My wife is looking for professional hair dressers in Javea or other surrounding areas. She is looking for a saloon to colour her hair in blonde and to maintain it in good and healthy condition. 
Please if someone can recommend some decent place. 

Thank you all for your help.


----------



## xabiaxica (Jun 23, 2009)

Dougy said:


> Hi all. I am new to this great forum and also new to ES.
> 
> My wife is looking for professional hair dressers in Javea or other surrounding areas.
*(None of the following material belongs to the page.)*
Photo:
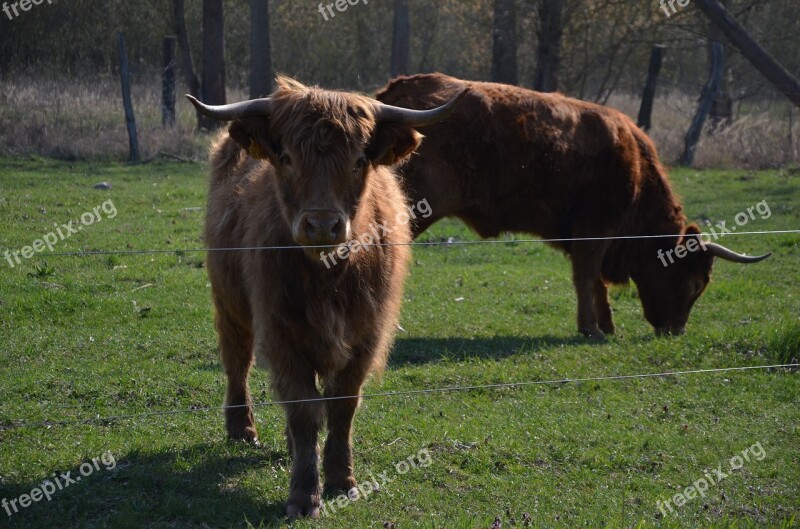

She is looking for a saloon to colour her hair in blonde and to maintain it in good and healthy condition.
> Please if someone can recommend some decent place.
> ...


:welcome: - to the forum & to Jávea 


H2O, Loops, Charlie Group, all in the port all have good reputations - & there are many more in the pueblo & Arenal area - really your wife is spoilt for choice!! If there is any growth industry in Jávea it's hairdressers - I can't off the top of my head think of one with a bad reputation


----------



## Dougy (Apr 28, 2012)

Thank you very much. As you said, there are a lot of places in Javea and we have found a good one.

Thank you again for your help.


----------